In a sense, we are about to see the ultimate test of Jobs as a businessman and leader. How well has he inculcated his values and expectations into Apple’s culture? How well, in other words, has he enabled it to continue as though he were still there? The answer to this question will not be apparent for some time; Jobs will, as noted, continue to be involved with Apple, and it will take months or even years for the efforts he has overseen to come to fruition. That will not, alas, stop the tech pundits from clucking over Apple’s “loss of vision” at the first post-Jobs bump in the road to come along. For example, if the iPhone 4’s “Antenna-gate” issue had happened at a post-Jobs Apple, no one would skip a beat before denouncing the scandal as the inevitable result of Apple adrift in the leadership vacuum left by its departed visionary: “This would never have happened if Steve had been there.” There’s going to be a lot of bullshit like this in the months ahead, I’m afraid.

But it is true that, at some distant point, people will look at Apple and have to decide, as well as they can, whether the company they see is truly living up to its founder’s standards, or whether it shows the first signs of an inevitable decline. Apple could easily remain unassailable with no input at all from Jobs for at least three years, and probably closer to five. By then, the tech landscape may have shifted sufficiently to allow a smaller, faster competitor to undermine Apple’s dominance or to establish a new computing paradigm ahead of it. This is going to happen eventually; it’s just a matter of when. The only real question is: will it happen sufficiently far in the future that no one can reasonably blame it on Jobs’ absence? Indeed, could Apple remain dominant for so long that Jobs himself one day becomes a hazily remembered, almost mythic figure like Henry Ford, with no direct associations with any of Apple’s then-current products?
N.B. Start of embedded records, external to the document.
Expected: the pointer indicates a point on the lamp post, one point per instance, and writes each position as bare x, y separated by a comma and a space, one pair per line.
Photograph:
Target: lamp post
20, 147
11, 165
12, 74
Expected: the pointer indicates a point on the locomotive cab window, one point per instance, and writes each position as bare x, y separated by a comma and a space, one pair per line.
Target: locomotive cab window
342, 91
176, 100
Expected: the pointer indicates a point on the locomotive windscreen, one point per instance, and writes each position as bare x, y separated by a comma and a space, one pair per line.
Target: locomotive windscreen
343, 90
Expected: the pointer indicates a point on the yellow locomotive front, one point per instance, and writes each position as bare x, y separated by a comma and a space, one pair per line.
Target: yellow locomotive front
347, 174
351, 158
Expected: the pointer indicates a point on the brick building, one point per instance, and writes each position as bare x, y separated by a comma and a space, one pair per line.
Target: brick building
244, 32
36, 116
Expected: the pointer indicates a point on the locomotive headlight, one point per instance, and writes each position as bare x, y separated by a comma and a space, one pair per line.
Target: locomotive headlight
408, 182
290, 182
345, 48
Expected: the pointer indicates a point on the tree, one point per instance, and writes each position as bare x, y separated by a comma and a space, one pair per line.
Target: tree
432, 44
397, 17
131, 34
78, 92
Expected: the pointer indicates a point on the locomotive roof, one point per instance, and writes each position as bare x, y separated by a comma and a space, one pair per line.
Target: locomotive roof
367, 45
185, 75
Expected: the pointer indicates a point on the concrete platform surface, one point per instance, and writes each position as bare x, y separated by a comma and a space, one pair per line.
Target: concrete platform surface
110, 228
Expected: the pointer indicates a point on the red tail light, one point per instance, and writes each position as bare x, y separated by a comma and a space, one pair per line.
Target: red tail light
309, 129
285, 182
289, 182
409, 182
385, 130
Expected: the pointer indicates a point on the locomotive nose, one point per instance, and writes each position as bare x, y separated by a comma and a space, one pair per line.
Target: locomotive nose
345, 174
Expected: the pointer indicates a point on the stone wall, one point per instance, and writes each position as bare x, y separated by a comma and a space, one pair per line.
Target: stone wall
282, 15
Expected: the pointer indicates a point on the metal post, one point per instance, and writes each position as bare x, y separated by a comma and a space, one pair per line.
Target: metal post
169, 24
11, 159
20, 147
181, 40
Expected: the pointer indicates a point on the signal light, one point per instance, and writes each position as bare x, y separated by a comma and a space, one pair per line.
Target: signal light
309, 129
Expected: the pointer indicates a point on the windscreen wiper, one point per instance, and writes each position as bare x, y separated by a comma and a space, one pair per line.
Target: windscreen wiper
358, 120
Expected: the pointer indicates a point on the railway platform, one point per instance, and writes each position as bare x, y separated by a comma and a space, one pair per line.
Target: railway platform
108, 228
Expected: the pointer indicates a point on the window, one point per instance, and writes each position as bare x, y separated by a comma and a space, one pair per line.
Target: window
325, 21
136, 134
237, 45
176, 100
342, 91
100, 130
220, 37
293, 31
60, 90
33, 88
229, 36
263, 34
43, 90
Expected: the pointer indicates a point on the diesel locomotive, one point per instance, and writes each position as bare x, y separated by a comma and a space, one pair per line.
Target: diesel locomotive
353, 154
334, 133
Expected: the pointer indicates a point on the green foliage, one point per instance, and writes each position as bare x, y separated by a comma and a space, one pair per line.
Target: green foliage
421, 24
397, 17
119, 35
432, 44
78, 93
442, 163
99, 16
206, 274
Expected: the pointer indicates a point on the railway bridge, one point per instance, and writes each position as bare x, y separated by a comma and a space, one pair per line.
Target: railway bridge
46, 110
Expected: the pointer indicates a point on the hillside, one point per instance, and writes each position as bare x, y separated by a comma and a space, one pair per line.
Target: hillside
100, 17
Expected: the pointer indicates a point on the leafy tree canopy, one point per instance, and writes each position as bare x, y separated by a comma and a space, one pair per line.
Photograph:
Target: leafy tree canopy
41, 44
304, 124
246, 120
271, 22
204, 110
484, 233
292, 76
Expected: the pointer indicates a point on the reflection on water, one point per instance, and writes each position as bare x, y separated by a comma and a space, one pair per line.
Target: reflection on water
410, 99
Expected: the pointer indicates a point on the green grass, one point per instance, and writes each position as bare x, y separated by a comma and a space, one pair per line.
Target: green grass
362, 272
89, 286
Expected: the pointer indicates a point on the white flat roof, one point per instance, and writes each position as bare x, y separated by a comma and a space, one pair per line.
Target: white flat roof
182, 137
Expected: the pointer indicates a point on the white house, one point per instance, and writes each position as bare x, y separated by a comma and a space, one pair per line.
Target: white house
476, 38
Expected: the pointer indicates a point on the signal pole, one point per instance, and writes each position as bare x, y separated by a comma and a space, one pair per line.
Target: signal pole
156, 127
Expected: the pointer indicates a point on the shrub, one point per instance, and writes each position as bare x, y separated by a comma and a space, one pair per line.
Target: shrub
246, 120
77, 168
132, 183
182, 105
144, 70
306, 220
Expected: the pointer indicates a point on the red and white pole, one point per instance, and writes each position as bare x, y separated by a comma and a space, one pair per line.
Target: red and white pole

I think it could happen. If it does, that will be the true confirmation of Steve Jobs’ genius. He would not have merely started Apple. He would not have merely rebuilt it from a teetering computer company into the world’s most valuable technology company, capable of redefining entire markets at a stroke. He would have given it a soul, and not just a soul but his soul — the one thing even some of his greatest admirers were convinced he could not do. He would have achieved a kind of immortality: a cluster of dedicated people who absorbed his ways of thinking and distilled them into an essence that can be taught and passed on after he was gone. If he succeeds in this, then there is no telling how long Apple could remain in its present dominant position. Jobs came back to Apple 15 years ago. What could Apple be in another 15 years? It could come back down to earth, become just another successful purveyor of computers, gadgets and lifestyle accessories. Or it could be something that no one today can see, an integral part of industries we haven’t yet imagined. We might even one day call it the most powerful and innovative company that has ever been — greater than U.S. Steel, greater than Ford, greater than AT&T or Microsoft — a company so ingrained in our lives that it literally has no precedent.

Knowing what little I do about Steve Jobs, I am guessing that is the legacy he strives for. Will he succeed? I wouldn’t bet against him. How amazing it is to think that for all Jobs has accomplished, today really only marks a new beginning.